Broader tool access needed for a specific workflow (e.g.,
```
Bash(gh:*)
```
for a repo that creates PRs frequently)
Project-specific MCP tools not used elsewhere
Temporary elevated access during active development

仅保留真正属于项目特定的条目：

特定工作流所需的更宽泛工具访问权限（例如，对于频繁创建PR的仓库，允许
```
Bash(gh:*)
```
）
其他项目不使用的项目特定MCP工具
活跃开发期间的临时提升权限

Clarifying questions

澄清问题

Before applying, ask the user about edge cases. Common questions:

Scope of CLI tools: Should
```
gh:*
```
(all subcommands) go global, or keep read-only globally with broader access per-project?
MCP write operations: Which write operations (send message, create issue) should stay prompted vs pre-allowed?
Environment separation: Should dev and prod data sources have the same read access, or should prod be more restrictive?
Dotfiles sync: Does the user maintain a dotfiles copy that needs updating?

Adapt questions to what's actually ambiguous — don't ask about things that are obvious from context.

在应用方案前，询问用户关于边缘情况的问题。
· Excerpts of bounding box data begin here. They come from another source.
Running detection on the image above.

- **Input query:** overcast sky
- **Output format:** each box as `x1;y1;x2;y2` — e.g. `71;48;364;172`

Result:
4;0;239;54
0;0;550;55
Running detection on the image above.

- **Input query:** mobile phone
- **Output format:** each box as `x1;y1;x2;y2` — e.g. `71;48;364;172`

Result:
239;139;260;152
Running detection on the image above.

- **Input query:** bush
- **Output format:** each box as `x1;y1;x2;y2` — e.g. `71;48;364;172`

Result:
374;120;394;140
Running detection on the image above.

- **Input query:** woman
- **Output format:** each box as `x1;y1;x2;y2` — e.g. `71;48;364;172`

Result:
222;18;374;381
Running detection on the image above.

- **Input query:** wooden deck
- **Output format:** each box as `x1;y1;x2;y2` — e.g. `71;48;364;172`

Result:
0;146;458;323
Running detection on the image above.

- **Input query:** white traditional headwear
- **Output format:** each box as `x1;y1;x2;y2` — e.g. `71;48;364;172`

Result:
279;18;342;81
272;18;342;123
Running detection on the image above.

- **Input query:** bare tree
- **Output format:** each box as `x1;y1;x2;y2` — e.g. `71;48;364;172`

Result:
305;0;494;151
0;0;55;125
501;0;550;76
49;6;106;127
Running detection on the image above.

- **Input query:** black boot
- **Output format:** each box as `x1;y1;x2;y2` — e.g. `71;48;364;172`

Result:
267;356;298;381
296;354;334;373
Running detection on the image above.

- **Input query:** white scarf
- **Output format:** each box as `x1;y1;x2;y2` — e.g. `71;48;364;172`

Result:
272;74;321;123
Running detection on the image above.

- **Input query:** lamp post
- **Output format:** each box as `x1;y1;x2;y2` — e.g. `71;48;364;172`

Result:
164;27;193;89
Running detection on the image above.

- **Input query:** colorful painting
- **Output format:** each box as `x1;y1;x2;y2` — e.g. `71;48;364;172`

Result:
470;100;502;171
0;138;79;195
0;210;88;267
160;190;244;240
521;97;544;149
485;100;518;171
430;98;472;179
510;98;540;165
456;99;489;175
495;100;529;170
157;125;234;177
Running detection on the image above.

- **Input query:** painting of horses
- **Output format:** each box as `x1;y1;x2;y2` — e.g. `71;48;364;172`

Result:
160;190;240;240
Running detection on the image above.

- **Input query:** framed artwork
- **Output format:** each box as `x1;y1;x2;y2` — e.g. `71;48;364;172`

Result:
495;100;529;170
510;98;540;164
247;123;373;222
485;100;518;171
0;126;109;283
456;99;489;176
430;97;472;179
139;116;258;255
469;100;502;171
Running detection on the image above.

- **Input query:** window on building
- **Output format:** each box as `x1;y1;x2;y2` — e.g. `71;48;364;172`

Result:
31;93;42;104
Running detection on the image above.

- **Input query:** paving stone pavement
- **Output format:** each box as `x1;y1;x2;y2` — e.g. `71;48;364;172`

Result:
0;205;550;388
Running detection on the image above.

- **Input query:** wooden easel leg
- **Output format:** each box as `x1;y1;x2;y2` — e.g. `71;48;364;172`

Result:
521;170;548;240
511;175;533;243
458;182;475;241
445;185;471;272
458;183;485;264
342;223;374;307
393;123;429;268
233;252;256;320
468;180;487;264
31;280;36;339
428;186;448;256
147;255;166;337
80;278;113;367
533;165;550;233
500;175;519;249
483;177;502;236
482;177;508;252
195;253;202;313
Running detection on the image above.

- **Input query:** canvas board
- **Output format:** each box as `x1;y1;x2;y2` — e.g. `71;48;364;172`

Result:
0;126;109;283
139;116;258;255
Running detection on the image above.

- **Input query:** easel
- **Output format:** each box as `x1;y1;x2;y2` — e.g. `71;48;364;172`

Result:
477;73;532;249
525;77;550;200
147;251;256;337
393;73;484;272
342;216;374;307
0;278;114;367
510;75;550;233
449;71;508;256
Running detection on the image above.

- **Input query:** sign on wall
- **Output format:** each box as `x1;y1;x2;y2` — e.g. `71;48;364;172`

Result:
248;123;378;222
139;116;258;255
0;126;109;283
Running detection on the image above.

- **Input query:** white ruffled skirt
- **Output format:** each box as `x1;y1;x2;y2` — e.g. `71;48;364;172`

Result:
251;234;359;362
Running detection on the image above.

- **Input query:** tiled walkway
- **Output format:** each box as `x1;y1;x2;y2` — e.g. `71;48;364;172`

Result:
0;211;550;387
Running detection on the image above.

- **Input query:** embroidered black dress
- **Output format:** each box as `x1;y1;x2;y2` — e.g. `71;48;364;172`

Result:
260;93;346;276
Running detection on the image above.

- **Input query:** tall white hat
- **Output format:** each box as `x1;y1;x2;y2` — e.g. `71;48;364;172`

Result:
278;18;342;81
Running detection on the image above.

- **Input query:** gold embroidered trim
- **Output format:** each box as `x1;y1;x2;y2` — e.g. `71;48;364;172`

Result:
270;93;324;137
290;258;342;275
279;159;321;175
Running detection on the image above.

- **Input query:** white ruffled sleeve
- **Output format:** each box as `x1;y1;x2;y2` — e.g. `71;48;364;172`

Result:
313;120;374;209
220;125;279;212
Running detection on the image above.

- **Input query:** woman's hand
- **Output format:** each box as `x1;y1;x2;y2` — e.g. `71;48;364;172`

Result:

常见问题：

CLI工具范围：
```
gh:*
```
（所有子命令）应设为全局允许，还是全局仅允许只读操作，每个项目单独设置更宽泛的权限？
MCP写入操作：哪些写入操作（发送消息、创建Issue）应保持需要确认，还是预允许？
环境分离：开发和生产数据源的只读权限是否应相同，还是生产环境应更严格？
Dotfiles同步：用户是否维护需要更新的dotfiles副本？

根据实际模糊点调整问题 — 不要询问上下文已明确的内容。

Phase 4: Apply Changes

阶段4：应用变更

Once the user confirms the plan:

Write the updated global settings file
Write the trimmed project-local settings file
Update any dotfiles copies to stay in sync
Clear out entries from other local files that were absorbed into global

一旦用户确认方案：

写入更新后的全局设置文件
写入精简后的项目本地设置文件
更新所有dotfiles副本以保持同步
清除其他本地文件中已被全局设置吸收的条目

Phase 5: Summary

阶段5：总结

Present a before/after comparison:

File	Before	After
Global	N flat entries	M entries in K sections
Project local	X entries	Y entries (project-specific only)

List what moved where, and what still requires prompting (write operations not pre-allowed).

呈现前后对比：

文件	变更前	变更后
全局	N个扁平条目	K个部分中的M个条目
项目本地	X个条目	Y个条目（仅项目特定）

列出哪些条目被移动到何处，以及哪些操作仍需确认（未预允许的写入操作）。